Siempre me pareció fabuloso ese retrato de una persona que construye deliberadamente su fama eterna. El marinero polaco que un día decide ser el escritor más grande de toda una lengua, y elige en cuál de ellas serlo. Siempre que pensé en Conrad fue a través de esa frase de Borges.
Sin embargo, hace poco fui a parar con un librito autobiográfico de Conrad titulado Crónica personal y que está entre lo menos bueno de su obra. Publicado en 1912, ya desde el prólogo advierte al lector sobre un chimento que al parecer flotaba desde hacía años. «Que yo no escriba en mi lengua materna ha sido, por supuesto, objeto de frecuentes comentarios», dice, y enseguida agrega: «Se ha extendido bastante la especie de que, en su día, a la hora de escribir elegí entre dos lenguas, el francés y el inglés. Esa impresión es de todo punto errónea.
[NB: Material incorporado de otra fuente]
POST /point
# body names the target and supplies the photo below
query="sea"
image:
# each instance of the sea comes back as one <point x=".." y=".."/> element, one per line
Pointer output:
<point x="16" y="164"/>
Tiene su origen, según creo, en un artículo escrito por sir Hugh Clifford y publicado, creo recordar, en 1898.»
Conrad atribuye el malentendido a «una conversación amistosa e íntima» con Clifford, en la cual, «que yo recuerde, tan sólo intenté decir que si me hubiera visto ante la necesidad de elegir entre los dos, pese a reconocer bastante bien el francés y pese a estar familiarizado con esta lengua desde mi más tierna infancia, me habría atemorizado proponerme el esfuerzo de expresarme en una lengua tan perfectamente cristalizada». E inmediatamente elimina cualquier sombra de duda: «Jamás pasó por mi cabeza la más remota idea de plantearme una elección».
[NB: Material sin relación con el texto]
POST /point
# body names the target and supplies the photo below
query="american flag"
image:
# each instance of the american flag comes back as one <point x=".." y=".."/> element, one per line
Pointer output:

Hay, creo, dos posibilidades: o bien Borges había leído la versión falsa y no conocía la desmentida del propio Conrad, o bien conocía la desmentida y consideró que la versión falsa era más adecuada. A veces la ficción ayuda a entender la realidad mejor que los hechos tal como ocurrieron.
Pero la desmentida precoz de Conrad a Borges, lejos de destruir un mito, crea uno más grande. Porque Conrad sigue contando el proceso de adopción: «Fue un acto muy íntimo (…), proponerse explicarlo sería tarea tan imposible como proponerse explicar el amor a primera vista (…)», y lleva la metáfora amorosa al límite: fue «un reconocimiento casi físico». Tras ese reconocimiento, la pasión se desata sin remedio: «los giros idiomáticos se apoderaron de mí, modelaron mi carácter». «Fui yo el adoptado», concluye. Y como si fuera poco, agrega un énfasis final: «En todo ello no hubo la menor sombra de esa horrorosa duda que cae sobre la mismísima llama de nuestras pasiones perecederas. Supe en lo más hondo de mí que aquello era ya para siempre».
De nuevo, hay, creo, dos posibilidades: o bien la desmentida de Conrad no es más que una fina y trivial adulación a su público inglés, o bien es una ficción destinada a redoblar el mito. El marinero polaco que jamás habló inglés, un día oye un acento, una cadencia, una forma de entonar, y es arrastrado fuera del mar como por una tormenta, para ser el escritor más grande en lengua inglesa. La ficción que sostenía Borges ahora cambia, se multiplica. El deseo se vuelve necesidad. La gloria amasada fríamente es también arrebato. El idioma deja de ser el instrumento y pasa a ser el sujeto de la historia. Y Conrad, feliz portador del don, insiste:
«Solamente puedo jactarme del derecho a que se me crea cuando digo que de no haber escrito en inglés nunca habría escrito ni una sola palabra».